Rat brain microvascular endothelial cells (RECs) treated with carbamylated erythropoietin (CEPO) promote capillary tube formation. (A–D) Representative images of the capillary-like tube formation of RECs in control (A), CEPO alone at a dose of 1 ng/mL (B), or 10 ng/mL (C), and CEPO (1 ng/mL) + recombinant human tumor necrosis factor (rhTNF) (5 ng/mL) (D). (E) Quantitative data of capillary tube formation.

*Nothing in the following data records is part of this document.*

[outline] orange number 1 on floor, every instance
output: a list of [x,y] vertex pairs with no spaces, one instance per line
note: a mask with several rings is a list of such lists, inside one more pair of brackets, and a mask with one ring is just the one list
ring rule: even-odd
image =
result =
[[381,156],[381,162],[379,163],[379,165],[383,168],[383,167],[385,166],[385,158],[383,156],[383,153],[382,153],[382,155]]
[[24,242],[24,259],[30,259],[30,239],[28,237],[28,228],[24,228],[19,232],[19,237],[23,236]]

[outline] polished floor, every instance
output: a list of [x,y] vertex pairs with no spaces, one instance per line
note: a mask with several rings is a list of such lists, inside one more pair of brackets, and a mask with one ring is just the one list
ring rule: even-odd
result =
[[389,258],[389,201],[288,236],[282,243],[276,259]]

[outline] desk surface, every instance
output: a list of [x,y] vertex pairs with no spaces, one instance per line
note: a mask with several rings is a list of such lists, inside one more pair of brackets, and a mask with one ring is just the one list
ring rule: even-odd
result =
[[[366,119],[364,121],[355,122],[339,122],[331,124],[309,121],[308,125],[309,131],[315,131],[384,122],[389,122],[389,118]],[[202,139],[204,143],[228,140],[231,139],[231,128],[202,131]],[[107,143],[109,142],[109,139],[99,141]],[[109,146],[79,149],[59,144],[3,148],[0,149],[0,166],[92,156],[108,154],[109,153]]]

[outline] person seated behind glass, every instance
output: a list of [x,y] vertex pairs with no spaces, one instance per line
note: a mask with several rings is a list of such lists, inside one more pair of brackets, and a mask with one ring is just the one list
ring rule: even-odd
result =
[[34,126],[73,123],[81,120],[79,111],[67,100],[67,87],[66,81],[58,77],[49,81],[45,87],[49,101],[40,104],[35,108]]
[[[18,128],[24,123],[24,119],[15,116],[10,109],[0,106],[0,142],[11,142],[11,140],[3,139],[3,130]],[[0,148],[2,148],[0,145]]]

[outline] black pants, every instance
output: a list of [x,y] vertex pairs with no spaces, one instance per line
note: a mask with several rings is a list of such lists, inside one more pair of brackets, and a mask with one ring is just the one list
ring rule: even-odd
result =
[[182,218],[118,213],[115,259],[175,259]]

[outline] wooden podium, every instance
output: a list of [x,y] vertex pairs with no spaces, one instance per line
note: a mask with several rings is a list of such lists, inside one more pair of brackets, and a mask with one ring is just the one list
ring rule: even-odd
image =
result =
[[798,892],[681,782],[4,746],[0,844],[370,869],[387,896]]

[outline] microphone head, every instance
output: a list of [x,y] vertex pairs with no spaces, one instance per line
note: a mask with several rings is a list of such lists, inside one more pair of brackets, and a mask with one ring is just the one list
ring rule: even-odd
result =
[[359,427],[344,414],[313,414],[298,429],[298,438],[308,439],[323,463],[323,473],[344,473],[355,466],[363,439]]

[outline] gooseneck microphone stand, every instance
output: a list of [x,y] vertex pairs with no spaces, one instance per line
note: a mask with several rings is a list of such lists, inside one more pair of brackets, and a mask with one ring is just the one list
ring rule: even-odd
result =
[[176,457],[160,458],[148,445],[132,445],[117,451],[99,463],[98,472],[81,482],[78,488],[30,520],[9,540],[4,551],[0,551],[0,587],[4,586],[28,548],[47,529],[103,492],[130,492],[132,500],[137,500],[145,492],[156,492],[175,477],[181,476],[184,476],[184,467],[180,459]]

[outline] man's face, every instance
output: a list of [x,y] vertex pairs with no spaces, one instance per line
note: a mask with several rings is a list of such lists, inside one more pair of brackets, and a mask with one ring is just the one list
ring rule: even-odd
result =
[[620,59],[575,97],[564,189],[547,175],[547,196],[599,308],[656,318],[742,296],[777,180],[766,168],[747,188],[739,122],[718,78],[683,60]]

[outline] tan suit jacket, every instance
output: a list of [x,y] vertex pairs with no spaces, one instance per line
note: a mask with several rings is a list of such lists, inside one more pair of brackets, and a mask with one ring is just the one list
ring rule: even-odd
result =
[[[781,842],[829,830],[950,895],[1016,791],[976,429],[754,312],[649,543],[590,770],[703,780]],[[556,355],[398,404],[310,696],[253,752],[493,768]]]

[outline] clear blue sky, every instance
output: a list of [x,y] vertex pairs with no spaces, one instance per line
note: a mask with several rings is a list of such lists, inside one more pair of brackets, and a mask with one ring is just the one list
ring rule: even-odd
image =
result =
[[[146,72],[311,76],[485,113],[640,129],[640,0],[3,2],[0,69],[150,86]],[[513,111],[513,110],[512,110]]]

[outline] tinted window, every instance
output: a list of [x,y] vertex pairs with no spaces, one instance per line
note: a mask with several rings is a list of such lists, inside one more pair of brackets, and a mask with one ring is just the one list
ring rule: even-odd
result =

Bar=100 μm. ^*P<0.05 versus the control group (n=6/group).

Figure 5

Effect of recombinant human tumor necrosis factor (rhTNF) and recombinant human EPO (rhEPO) on expression of vascular endothelial growth factor (VEGF)/VEGFR2 and angiopoietin 1 (Ang1)/Tie2. Real-time RT-PCR (A) and Western blot (B and C) show VEGF/VEGFR2 and Ang1/Tie2 mRNA and protein levels, respectively, in rat brain microvascular endothelial cells (RECs) treated with rhTNF alone (5 ng/mL), rhEPO alone (10 ng/mL), rhTNF and rhEPO, rhTNF and rhEPO with the antibody against TNF receptor 1 (TNFR1) (+anti-TNFR1), rhTNF and rhEPO with small interfering RNA (siRNA)-EPO receptor (EPOR) (+siEPOR), or rhTNF and rhEPO with scramble control (+ssEPO). Glyceraldehyde-3-phosphate dehyrogenase (GAPDH) and β-actin were used as internal controls for real-time RT-PCR and Western blot analysis, respectively. ^*P<0.05 and ^#P<0.05 versus the control and TNF+EPO groups, respectively (n=6/group).